We travel totally independently booking our own flights and hotels so its hard work putting together the itinerary ensuring we're in specific places on specific days/dates so as to maximise our experience.

We usually travel to India early in the year - Jan to March but are breaking with tradition in order to experience some ceremonies that occur in November (The camel/horse fair at Pushkar - near Jaipur, and Dev Dewali at the River Ganges at Varanasi).   We're staying in the North of India this trip and not tagging on a South Indian tour.

Anyway, as always, I intend to keep a blog doing daily posts about our experiences so if anybody is interested the link is: 


Whilst we are away my younger brother will stay at our house and decorate the hall/stairs and landing so we've had to take down window blinds, wall-hangings, mirrors etc., and clear out all the hallway sideboards/cupboards so he can shift furniture on his own.    Its been a busy period.

In the meantime I started another coloured pencil portrait of the co-owner of a bar in Corralejo, Fuerteventura (our second home).  

I decided to go back to basics and work on Fabriano Artistico white watercolour paper for this one and use dry watercolour pencils with very sharp points to just keep adding loads of very light layers - I think I'm up to about 20 layers of varying colours to get the skin tones right .     When I first started drawing human portraits in coloured pencils I followed the tutorials of an American artist.  Sadly I can't remember his name and I can't find recent work by him on a Google search.   He used cross-hatching initially with very delicate strokes to stain the papers.   Pencils had to be ultra sharp and after every couple of layers he lifted some colour gently with Blu Tack or putty and then smoothed the pencil with a tissue and kept repeating these steps.   I think he expected to use 50 or more layers of colour building up very slowly.   It is very time consuming though.

The original ref photo is taken against a dark background and she has quite a tan/glow.   Halfway through this I really regretted my choice of paper - my last cp piece done on tinted mountboard went so quickly as the paper colour greatly reduced the numbers of pencil layers I needed.     

I also didn't think through the fact that this lady is wearing a headress/fascinator with pale coloured flowerbuds and creamy/white pearls so a darker background would have shown them off better.     Having got this far, I'll persevere and see how it ends up - then I'll probably dash out and buy some mountboard and do another version in a fraction of the time!
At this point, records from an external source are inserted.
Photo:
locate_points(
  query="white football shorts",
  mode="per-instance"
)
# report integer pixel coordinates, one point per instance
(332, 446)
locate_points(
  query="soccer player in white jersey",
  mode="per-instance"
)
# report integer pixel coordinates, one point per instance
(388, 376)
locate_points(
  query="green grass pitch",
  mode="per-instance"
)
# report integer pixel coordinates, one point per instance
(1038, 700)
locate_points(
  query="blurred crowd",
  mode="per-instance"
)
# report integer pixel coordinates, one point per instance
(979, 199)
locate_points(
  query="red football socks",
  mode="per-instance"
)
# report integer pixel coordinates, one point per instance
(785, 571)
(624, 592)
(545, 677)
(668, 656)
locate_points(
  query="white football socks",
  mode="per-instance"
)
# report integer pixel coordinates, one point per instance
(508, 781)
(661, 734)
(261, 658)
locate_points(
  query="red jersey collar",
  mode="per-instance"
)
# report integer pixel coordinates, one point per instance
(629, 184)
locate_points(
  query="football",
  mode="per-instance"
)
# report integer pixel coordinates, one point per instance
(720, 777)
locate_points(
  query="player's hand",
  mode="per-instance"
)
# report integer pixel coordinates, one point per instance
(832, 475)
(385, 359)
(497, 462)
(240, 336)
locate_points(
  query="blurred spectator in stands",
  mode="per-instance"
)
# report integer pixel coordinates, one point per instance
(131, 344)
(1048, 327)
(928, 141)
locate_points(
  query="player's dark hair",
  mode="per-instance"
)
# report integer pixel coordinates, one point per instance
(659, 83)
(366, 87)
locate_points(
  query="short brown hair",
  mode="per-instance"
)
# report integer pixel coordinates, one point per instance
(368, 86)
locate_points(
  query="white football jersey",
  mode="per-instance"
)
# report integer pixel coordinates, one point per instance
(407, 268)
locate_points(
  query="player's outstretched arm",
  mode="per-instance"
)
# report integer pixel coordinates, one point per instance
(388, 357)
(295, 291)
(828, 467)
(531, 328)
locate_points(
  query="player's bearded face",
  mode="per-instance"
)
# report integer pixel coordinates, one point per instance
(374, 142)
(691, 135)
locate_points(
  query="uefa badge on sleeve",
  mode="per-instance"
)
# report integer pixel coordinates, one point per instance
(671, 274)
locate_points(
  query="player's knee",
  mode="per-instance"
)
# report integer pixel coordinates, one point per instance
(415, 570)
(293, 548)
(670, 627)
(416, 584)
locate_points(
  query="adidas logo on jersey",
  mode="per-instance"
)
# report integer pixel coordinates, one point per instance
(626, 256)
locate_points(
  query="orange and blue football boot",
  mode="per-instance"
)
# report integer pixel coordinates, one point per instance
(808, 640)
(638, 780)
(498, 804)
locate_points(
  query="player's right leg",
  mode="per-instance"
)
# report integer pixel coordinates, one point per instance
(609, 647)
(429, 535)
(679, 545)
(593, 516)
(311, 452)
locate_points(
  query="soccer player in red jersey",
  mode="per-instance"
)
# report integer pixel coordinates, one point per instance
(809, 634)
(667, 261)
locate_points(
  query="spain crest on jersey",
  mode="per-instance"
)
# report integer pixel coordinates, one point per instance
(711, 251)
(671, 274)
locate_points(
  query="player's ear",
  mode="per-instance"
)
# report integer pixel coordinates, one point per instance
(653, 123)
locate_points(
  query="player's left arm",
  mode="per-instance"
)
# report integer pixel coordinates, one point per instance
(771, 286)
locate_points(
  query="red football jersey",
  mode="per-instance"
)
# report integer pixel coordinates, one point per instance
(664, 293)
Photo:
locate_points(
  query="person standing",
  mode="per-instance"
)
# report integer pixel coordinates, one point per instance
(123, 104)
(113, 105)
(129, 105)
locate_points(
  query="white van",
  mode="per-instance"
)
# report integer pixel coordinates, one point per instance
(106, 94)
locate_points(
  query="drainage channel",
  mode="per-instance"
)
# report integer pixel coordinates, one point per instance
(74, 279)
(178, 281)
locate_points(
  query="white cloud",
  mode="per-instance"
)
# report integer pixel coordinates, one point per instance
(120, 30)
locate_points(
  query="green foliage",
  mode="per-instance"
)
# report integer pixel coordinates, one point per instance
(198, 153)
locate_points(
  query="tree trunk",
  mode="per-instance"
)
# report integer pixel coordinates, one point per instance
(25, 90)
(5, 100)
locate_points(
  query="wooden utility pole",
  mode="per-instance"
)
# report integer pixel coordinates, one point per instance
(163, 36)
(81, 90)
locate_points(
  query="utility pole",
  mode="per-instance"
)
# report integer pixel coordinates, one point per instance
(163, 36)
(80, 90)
Anyway.    These are the first 2 progress pictures - I won't have time to do any more work on it till we're back from India so its being added to the list of ever-growing 'not yet finished' pictures in my studio.

The photos are poor as the light was bad when I took them - the paper is white but looks dingy/grey in these.     I'll try to take the next photos in proper daylight.

First WIP

and the 2nd WIP after a couple of hours working on it this afternoon

1 comment:

  1. A beautiful work in progress portrait, Sue! I really look forward to seeing this finished. I, as well have problems getting the right color when taking a photo....
    Enjoy your trip to India and will be following you on your link. I hope you know how I envy you....just thinking of all the reference photos!!! WOW.